Odd chassis and silver body go together....they are Mattel Sizzler II from back in the day. Battery powered, slotless no real control capability.

-------------------------
www.SlotCarJohnnies.com


----------



## Ralphthe3rd (Feb 24, 2011)

*HW Sizzlers II*



SCJ said:


> Odd chassis and silver body go together....they are Mattel Sizzler II from back in the day. Battery powered, slotless no real control capability.
> 
> -------------------------
> www.SlotCarJohnnies.com


 Ahhh...thanks for the info....I think I remember them from back in the day, they were supposed to run on HotWheels orange track right ?
I still haven't gotten this eBay odd lot yet, but I'm hoping they come in todays mail


----------



## Ralphthe3rd (Feb 24, 2011)

Well, my eBay Odd Lot did indeed arrive with Saturdays mail. And Here are some more detailed pix.....






















































Summary upon examination , cleaning and testing.

Ok, the 3 Ideal TCR bodies are Great shape, I plan on keeping the two modifieds but the Cobra body and TCR chassis(runs great) will be for sale- make offers.

The old Hot Wheels Sizzler has a dead motor- AND was converted from battery powered to Slot car rail pick-up powered(probably what burned out the motor?). See pic of the conversion, but this car was probably only good for straight line drag racing, and the adapted pick-up shoes don't appear to move ? The body is very good shape, the chassis is missing a rear wheel and the rubber tread from the existing rear wheel. The chassis is as you see it modified. This Car is for Sale, make me an offer ?

The Tyco S Corvette body is as you see it, it's missing the windshield and "T" for the top. The paint isn't too bad, but the top stripe on hood and roof bar has rough specks like something sticky or something attacked the surface and left residue? The chrome and bumpers are intact and a little worn, the drivers head is missing, this body is For Sale- Make me an offer.
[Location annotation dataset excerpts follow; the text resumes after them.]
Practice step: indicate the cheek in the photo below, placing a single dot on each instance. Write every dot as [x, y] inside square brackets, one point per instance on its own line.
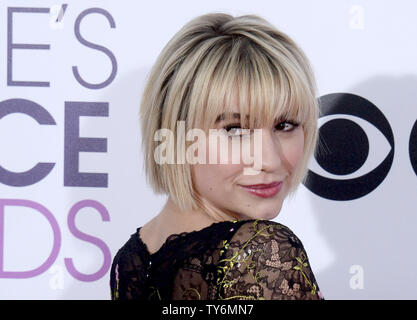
[213, 179]
[294, 149]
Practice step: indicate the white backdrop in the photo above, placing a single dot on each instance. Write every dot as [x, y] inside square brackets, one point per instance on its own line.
[59, 228]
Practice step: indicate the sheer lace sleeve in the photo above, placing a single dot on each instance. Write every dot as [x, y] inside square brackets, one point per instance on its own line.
[265, 260]
[127, 273]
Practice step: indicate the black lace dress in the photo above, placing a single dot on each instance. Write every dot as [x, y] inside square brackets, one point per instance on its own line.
[240, 259]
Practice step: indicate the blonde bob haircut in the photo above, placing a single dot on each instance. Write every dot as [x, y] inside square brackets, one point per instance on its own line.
[210, 58]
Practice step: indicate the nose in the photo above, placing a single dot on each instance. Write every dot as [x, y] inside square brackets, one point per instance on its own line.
[270, 151]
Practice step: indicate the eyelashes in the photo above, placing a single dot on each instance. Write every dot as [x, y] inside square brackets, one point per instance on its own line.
[284, 126]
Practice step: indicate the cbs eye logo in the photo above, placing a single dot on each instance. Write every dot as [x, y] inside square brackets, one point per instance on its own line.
[355, 150]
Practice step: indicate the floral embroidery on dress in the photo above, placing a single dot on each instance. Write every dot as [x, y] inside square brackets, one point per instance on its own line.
[240, 259]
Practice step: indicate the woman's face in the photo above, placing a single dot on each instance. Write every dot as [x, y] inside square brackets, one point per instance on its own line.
[222, 184]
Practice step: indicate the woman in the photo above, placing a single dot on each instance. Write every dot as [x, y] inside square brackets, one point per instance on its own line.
[214, 238]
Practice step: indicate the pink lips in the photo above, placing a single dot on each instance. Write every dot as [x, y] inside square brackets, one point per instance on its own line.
[264, 190]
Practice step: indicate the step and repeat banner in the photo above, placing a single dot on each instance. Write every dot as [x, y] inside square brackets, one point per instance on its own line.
[72, 187]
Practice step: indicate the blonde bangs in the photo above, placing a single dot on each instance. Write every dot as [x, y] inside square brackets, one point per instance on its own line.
[267, 89]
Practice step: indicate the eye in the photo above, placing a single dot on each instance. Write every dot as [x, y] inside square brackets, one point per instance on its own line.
[286, 125]
[234, 129]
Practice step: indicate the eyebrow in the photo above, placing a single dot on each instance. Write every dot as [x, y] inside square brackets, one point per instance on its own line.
[234, 116]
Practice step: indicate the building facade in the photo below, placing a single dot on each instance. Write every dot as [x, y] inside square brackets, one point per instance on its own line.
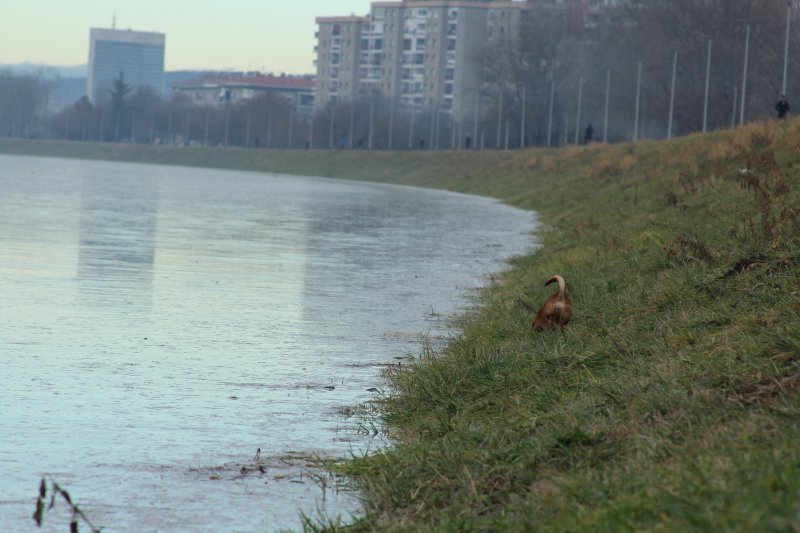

The Bachman Chappy is not bad and the chassis is really good and runs very well. I installed newer t-jet front tires and a pair of rear foamies that I glued to the rear wheels with contact cement. The chassis runs fantastic on my oval, and is a match for my skinney tired NOS T-Jets. 'cept when I compared the two on my Dragstrip, my T-Jets always beat the Bachman. The chappy body is intact with only paint wear and the front screw post is sheared off halfway- you can see the other half still imbedded in the chassis mount, and shouldn't be that hard to glue together with liquid Testors or CA ? The rear post isn't cracked, but I didn't attach the body with screws, so I don't know how the post threads are at either end. For these pix I attached the blue glass to the body with a dab of contact cement(which can be easily removed without harm). All-n-all this Bachman Chappy is a nice runner and not bad looking, but it was a run a bit and shows play wear to the paint job. This car will be For Sale, but I won't give it away too cheaply, as I kinda like it since I never owned a Bachman before. So Bubba, make me an offer if you want it ?


----------



## Ralphthe3rd (Feb 24, 2011)

The Tyco S '68 Corvette, oh btw, I think I also have the rear chassis weight for this car as well, it was mixed in with all the track pins etc, and didn't know exactly what it was for -until I was reading up on the Tyco S cars.


----------



## Bubba 123 (Sep 10, 2010)

Ralphthe3rd said:


> Well, my eBay Odd Lot did indeed arrive with Saturdays mail. And Here are some more detailed pix.....
> 
> 
> 
> ...


hey Ralphie

confused on the yellow GT...
repainting no problem..
chassis is in w/ condition again???

have NO-idea w/ worth....
shoot me $$ & w/ haggle from there... (PM)
ty,
Bubba 123


----------



## Ralphthe3rd (Feb 24, 2011)

*details*



Bubba 123 said:


> hey Ralphie
> 
> confused on the yellow GT...
> repainting no problem..
> ...


 Hey Bubba the Bachman Chassis is in A1 condition. It runs great too. But you may note what looks like a small chip on the edge of the yellow motor magnet, but upon really close exam, the yellow paint appears to to roll over the edge- so me thinks thats the way it came from the factory. The motor runs strong. BTW- also upon close exam of the Chappy body under strong light, I do detect a half crack in the rear screw post. I'll PM you for the next details....


----------



## 1970AMX (Feb 3, 2011)

Ok slot guys...Line up and take a number.


----------



## Ralphthe3rd (Feb 24, 2011)

Update- Sale Pending on Bachman Chappy body & Chassis to Bubba.
and I'll be listing the other pieces shortly in the correct "Slot Car Swap and Sell" forum at HT.
FYI- the Tyco S '68 Corvette body and Chassis weight will be up first....


----------



## Ralphthe3rd (Feb 24, 2011)

Update- Bachman Chappy SOLD to Bubba and he's Happy :thumbsup:
Still For-Sale, are the Tyco S '68 'Vette, the Ideal TCR Cobra(Chassis w/spare parts), the HotWheels Sizzler convert to slotcar. the Sizzler I'll ship out for $3 to your door, or the TCR Chassis(alone) for $3 to your door. The TCR Cobra body I'd probably take $4(+Ship) for- as it's in really nice condition. The Tyco S 'Vette I'd probably let go for Best Offer ?


----------



## ParkRNDL (Mar 20, 2002)

Sending PM on the Tyco 'Vette...

--rick


----------



## Ralphthe3rd (Feb 24, 2011)

Update- The Tyco S 'Vette Body is now > SOLD


----------